A truly riskless system?

Discussion in 'Options' started by MathAndLogic, Apr 6, 2010.

  1. sambian

    sambian

    Martinghoul, if eur/usd follows a random walk, then (eur/usd)*x is equally probable as (usd/eur)*x. And (usd/eur)*x=(eur/usd)*(1/x). Therefore eur/usd*2 is equally probable as eur/usd*0,5 and eur/usd*3 is equally probable as eur/usd*0,333333.
    If you consider this logic wrong, then I will not try to convince you.
     
    #11     Apr 6, 2010
  2. I consider this logic wrong, indeed...
     
    #12     Apr 6, 2010
  3. F112358

    F112358

    There is an obvious mathematical error being made by the writer of the article. But I will not point it out because I'm a bastard. This discussion is very similar to the "perpetual motion device".
     
    #13     Apr 6, 2010
  4. sambian

    sambian

    Hi, epetrov.
    A whole lot of financial theories are based on the assumptions that prices follow a random walk. I think that this is not true and in this article I have presented a logical argument. Since there is no error in my arguments, then if prices followed a random walk, everybody would be making profits. And this is simply not possible.

    Anyway, the fact that prices don't follow random walk doesn't mean that there is no randomness in trading. I have almost finished an article with examples of riskless profits from the real world, and the system will be profitable also in the future (i.e. out of sample). Right now I don't have time, but soon I will post it and you will see examples of profiting from randomness :)
     
    #14     Apr 6, 2010
  5. Being a bastard seems to be a crucial core competency around here. :cool:
     
    #15     Apr 6, 2010
  6. Sorry didn't bother to read anything but the title... For a short time maybe..for the long run...Hell No!
     
    #16     Apr 6, 2010
  7. by far the most accurate and concise line of reasoning I have ever seen on ET. Its a true pleasure to follow your posts Martinghoul.

     
    #17     Apr 6, 2010
  8. the positive expected return comes from the second order of taylor expansion.
    it is too small for practical use.



     
    #18     Apr 6, 2010
  9. epetrov

    epetrov

    In flucotating markets (70% of the time) the system works well because with the more expensive currency we buy the cheaper one, after they return and so on.
    In real world I don't know.
    We have to backtest the system with the last year End Of Week Forex data with end of week re-adjusments in order to see the result. It can be done on Excel. Any volunteer to do that?:)
     
    #19     Apr 6, 2010
  10. Sorry, sambian, I wish to clarify, if I may... Your error is in the very first sentence above.

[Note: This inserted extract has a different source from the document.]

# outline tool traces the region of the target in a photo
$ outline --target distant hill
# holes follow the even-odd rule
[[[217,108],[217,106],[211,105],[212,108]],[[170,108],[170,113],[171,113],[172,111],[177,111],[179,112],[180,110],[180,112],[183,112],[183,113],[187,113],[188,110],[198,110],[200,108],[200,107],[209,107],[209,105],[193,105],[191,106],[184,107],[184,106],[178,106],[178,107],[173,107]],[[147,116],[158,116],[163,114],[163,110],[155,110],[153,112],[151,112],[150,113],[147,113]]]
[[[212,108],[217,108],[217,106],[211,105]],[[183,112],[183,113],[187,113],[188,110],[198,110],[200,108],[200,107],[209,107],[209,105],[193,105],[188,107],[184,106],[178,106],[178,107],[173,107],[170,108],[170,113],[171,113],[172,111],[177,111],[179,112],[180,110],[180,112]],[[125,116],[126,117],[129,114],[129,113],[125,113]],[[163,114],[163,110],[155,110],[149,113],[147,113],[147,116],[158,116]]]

What you're defining as a "random walk" simply isn't.

    Specifically, the concept you're trying to operate with, the symmetric ordinary random walk (SORW) is defined as X(t) = X(0) + sum(Z(k)), where 1 <= k <= t and P(Z(k) = 1) = P(Z(k) = -1) = 0.5 for all k. Note that for the SORW, E[X(t)]=0 for all times t.

    What you have defined is not a random walk, because you have used two random variables, eur/usd and usd/eur. That's your fallacy, which, unfortunately, makes your riskless system a fantasy.